Regular readers (how freely we use that expression!) will know we were due to depart for the Southern Hemisphere and so might guess from the title of this piece that we’ve at least got as far as Singapore. But actually we’re not as unworldly as you might suppose and in fact we’ve made it to beautiful Brisbane and even given the Global Leadership lecture that was the prime mover for the trip. And jolly good it was to be able to speak in The Customs House, a wonderful building that in 1889 when it was opened must have looked a bit like a cathedral – albeit dedicated to mercantile trade and the enlargement of the British Empire. Today it’s Corinthian columns are dwarfed by the constellation of fantastic skyscrapers that now make up downtown Brisbane – which makes it a really special place to step into. It was also a great privilege for me to talk to a full house that was so appreciative I think I was still answering questions two hours afterwards when the staff were on the point of carrying us outside to continue our discussions on Queen Street while they went home.

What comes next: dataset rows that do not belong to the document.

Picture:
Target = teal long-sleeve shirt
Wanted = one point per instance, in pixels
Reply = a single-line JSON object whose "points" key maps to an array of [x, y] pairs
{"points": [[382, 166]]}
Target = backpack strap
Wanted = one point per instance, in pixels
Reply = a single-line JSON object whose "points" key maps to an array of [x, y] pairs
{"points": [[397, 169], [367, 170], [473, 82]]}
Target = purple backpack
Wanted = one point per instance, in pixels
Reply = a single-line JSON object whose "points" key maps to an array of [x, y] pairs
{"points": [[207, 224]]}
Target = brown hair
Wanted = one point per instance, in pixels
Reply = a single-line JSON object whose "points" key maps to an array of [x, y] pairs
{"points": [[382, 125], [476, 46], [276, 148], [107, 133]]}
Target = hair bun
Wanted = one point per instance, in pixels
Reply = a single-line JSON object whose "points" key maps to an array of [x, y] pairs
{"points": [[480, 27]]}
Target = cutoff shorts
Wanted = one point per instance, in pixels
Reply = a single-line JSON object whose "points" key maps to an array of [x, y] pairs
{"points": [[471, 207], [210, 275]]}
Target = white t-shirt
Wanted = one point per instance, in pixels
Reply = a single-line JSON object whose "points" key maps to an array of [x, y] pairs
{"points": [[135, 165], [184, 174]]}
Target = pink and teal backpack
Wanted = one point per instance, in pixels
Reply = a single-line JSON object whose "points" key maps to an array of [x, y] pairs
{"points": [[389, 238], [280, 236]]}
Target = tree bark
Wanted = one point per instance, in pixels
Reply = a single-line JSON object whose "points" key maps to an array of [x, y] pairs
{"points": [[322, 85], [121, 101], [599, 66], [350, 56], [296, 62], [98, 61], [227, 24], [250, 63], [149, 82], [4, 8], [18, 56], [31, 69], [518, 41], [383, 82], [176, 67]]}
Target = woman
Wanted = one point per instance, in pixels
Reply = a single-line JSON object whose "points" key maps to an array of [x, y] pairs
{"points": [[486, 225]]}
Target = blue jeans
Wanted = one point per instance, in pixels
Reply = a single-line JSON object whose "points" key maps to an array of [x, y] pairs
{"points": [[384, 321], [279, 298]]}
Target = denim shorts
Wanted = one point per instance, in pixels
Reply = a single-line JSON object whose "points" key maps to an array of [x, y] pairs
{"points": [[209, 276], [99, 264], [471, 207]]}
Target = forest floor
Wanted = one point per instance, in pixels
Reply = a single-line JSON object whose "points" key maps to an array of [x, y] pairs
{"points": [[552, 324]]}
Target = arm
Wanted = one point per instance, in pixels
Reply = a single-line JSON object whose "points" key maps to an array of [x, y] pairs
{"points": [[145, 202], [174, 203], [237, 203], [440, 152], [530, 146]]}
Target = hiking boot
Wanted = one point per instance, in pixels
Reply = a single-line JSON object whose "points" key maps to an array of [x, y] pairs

Even if you’ve never been to Australia you’ll know it’s a land of surprises and while I was still thinking nothing could upstage my evening in Customs House, next morning I found myself in front of 200 students at the QASMT school in Toowong, a delightfully hilly and leafy suburb of Brisbane. The somewhat daunting plan was to talk to them for an hour, persuading them that biology is fantastic and telling them a bit about cancer. Daunting hardly does it justice in that I’d never tried to keep that many school kids entertained before (not even when, for a mercifully short time, I was actually a teacher in Liverpool did I get confronted by classes of that size [as an historical aside, the first time I walked into a school classroom as a teacher I found before me 50 (exactly) nine year olds, of mixed ability and desperate backgrounds. So nowadays, with even the biggest UK class size being seemingly 30, the teaching game must be a doddle].
My teaching experience could hardly be more different to what greeted me at the school on Bywong Road. Entry is via the school’s exam and they follow the International Baccalaureate (IB) Diploma Programme which means they teach a broad curriculum, albeit with a strong emphasis on science (their acronym stands for Queensland Academy for Science, Mathematics and Technology). The buildings are extensive, new, include (as their blurb puts it) university-standard science laboratories and, all told, provide a wonderfully attractive environment. However, what made my visit the highlight of Australia so far were the pupils. Favourable impressions are certainly helped by the Australian predilection for school uniforms and at QASMT all students are required to wear the Academy’s uniform. And very smart they look too. Without being regimented, they appear comfortable, neat and completely professional. I know that probably sounds like an old fogey talking but, if so, we have to conclude that there are a few of those determining school policy in Australia – and long may they prevail!
I’m not sure whether my 200 were entertained but boy were they attentive and full of great answers as we went along. After my main talk the head girl and boy made a delightful presentation after which – perhaps the best bit of all – I sat for an hour or so in the sunshine chatting to a charming and wonderfully polite group of boys and girls who were just full of interesting, thoughtful and clever questions.
I arrived at Bywong Road in a state of some trepidation but left marvelously uplifted, feeling much privileged to have spent a few hours in the world of these inspiring young Australians.